Full-Bodied Remembering. When Jesus said, “Do this in remembrance of me,” He wasn’t limiting remembrance to merely a mental activity. Jesus was referring to the biblical understanding of remembrance, that remembering involved personal experience. Remembering something always brought with it the purpose of bringing the past into the present, of having the person doing the remembering participate in the memory. Jesus wants the New Covenant to be brought into the current reality whenever we remember His body and blood. Jesus intended the Communion act to have an impact on the person who is doing the remembering. He wants the body and blood of the past sacrifice to remain real and effectual, taking effect now as surely as it did during Christ’s Passion. The elements of Communion, through faith in Jesus and the work of the Spirit, are intended to become a part of our spiritual digestive system, a vital part of who we are in our current spiritual walk with God. The body and the blood of the past is intended to become present to us now in its original power and fullness, real spiritual food, enabling us to grow in the Lord.

Will The Lord Remember Me (Live At The Ryman)

A Reminder about Remembering. To “remember” something, in biblical language, is not merely the act of recalling something that has been forgotten.
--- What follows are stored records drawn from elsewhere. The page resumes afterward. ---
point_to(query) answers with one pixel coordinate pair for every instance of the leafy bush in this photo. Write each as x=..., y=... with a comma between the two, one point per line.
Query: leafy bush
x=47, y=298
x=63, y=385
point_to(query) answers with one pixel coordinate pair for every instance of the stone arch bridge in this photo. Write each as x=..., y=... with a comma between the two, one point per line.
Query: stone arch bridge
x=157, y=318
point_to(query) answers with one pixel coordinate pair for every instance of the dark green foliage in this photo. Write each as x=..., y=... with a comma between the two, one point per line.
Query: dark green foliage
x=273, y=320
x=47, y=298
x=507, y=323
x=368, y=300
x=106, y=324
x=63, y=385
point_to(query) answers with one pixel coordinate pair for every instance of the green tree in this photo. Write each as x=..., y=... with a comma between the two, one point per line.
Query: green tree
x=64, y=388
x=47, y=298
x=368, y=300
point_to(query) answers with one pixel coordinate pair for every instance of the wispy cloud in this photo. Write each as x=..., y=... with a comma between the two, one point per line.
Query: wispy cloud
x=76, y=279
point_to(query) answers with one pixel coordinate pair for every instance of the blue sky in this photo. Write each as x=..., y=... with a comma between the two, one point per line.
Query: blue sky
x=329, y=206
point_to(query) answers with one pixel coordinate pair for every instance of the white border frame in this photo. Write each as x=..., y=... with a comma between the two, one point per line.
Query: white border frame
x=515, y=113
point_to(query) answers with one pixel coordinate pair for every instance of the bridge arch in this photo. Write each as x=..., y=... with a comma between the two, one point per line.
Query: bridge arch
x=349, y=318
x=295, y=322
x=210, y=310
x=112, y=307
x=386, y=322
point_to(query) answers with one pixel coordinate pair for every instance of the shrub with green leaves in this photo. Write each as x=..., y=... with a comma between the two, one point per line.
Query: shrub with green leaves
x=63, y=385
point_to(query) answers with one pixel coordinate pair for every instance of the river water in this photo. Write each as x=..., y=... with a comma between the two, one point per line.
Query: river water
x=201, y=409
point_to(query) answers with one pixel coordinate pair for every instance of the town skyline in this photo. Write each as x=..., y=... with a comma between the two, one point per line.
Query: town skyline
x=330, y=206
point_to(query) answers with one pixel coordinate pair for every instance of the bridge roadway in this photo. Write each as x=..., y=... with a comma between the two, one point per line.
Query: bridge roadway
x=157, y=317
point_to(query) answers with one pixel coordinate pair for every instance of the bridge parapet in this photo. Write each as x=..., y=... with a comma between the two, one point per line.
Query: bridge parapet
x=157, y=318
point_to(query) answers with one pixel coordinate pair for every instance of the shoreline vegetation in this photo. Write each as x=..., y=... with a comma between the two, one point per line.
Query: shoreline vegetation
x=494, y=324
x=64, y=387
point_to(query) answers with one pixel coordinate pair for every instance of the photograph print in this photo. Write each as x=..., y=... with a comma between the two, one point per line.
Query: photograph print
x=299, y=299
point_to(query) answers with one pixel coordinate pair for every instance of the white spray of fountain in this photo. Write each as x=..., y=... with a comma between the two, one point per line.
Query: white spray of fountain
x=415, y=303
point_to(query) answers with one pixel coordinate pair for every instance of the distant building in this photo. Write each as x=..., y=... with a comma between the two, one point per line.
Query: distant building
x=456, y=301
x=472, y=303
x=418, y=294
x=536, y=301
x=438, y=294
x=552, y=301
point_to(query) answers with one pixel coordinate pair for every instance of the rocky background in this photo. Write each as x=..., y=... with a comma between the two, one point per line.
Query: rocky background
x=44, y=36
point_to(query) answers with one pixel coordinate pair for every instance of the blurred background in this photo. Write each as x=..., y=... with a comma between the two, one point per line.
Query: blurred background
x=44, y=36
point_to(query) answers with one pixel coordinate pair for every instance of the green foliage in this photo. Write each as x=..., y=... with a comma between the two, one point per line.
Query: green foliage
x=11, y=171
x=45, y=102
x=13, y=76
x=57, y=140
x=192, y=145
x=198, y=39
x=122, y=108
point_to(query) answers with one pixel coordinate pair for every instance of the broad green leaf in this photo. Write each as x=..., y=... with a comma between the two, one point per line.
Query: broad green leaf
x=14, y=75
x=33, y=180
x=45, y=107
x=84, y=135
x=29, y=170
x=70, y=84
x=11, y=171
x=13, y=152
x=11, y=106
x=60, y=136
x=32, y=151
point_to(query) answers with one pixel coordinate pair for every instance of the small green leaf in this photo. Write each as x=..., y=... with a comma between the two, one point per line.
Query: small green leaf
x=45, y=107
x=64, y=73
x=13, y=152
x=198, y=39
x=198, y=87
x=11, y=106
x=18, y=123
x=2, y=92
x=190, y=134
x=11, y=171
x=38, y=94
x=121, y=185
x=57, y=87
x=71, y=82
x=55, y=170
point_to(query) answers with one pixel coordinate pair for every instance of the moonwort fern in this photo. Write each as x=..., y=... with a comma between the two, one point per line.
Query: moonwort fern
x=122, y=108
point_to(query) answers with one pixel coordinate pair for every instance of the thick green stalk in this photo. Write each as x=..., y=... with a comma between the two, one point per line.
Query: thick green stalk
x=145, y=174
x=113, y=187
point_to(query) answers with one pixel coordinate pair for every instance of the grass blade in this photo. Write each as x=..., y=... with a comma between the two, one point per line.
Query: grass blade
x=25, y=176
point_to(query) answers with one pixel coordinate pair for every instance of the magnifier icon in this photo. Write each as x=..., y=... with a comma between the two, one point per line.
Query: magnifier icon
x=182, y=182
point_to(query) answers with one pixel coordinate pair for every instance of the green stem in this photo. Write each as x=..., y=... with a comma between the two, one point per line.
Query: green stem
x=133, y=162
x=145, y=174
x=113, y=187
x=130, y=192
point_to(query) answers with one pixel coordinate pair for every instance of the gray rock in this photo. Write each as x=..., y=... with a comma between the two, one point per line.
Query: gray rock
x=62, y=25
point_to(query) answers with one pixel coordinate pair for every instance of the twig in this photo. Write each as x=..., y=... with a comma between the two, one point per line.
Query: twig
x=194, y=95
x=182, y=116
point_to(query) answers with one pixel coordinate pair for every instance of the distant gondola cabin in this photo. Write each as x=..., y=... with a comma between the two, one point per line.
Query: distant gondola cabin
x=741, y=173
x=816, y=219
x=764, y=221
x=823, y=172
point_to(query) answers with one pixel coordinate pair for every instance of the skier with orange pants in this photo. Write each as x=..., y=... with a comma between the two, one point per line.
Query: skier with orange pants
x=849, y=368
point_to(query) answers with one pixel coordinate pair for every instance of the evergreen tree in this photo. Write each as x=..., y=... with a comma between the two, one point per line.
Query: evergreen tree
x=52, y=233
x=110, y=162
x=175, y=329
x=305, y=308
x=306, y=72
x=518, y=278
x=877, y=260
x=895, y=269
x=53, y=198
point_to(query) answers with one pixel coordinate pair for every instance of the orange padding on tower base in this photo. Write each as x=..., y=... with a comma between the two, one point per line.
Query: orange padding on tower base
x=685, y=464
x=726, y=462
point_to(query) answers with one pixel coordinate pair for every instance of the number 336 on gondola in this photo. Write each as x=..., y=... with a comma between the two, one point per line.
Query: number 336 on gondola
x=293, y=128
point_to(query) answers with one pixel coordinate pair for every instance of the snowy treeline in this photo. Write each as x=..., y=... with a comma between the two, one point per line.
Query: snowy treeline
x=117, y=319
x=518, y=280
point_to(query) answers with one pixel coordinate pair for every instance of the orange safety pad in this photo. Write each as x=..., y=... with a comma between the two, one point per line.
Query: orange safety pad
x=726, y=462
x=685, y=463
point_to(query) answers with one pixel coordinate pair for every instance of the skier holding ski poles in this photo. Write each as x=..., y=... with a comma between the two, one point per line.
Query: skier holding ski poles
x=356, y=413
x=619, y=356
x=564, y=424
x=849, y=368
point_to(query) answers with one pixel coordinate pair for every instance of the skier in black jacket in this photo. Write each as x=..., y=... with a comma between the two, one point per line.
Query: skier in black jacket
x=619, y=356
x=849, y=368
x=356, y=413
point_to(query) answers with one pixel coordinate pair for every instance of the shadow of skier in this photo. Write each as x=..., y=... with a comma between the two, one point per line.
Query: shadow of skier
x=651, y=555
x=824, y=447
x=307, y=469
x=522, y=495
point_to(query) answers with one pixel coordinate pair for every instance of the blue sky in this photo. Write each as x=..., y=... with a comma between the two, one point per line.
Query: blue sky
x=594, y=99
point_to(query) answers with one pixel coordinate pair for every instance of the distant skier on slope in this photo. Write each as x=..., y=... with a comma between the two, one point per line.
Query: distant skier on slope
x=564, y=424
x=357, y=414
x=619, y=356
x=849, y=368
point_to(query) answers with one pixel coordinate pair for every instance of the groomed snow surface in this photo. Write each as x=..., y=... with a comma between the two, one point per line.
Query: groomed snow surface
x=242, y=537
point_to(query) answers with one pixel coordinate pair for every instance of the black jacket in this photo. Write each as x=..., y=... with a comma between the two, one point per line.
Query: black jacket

After all, God doesn’t forget anything, and yet the Scripture repeatedly points to the fact that “God remembered.” With reference to God, remembering means, not to recall, but to be mindful of something, to acknowledge something, to choose to focus on something. And in the Bible the word “remember” implies God’s action, intervention, about Him doing something about what He is mindful of. God often remembers in order to be faithful to a promise.  When God remembers, be prepared to see God in action. When God remembers, there is a focus of divine attention, and the action soon to come makes clear what God is mindful of. God doesn’t just think about something when He remembers, God actually does something about it. When God remembers, He chooses to participate with what is on His mind.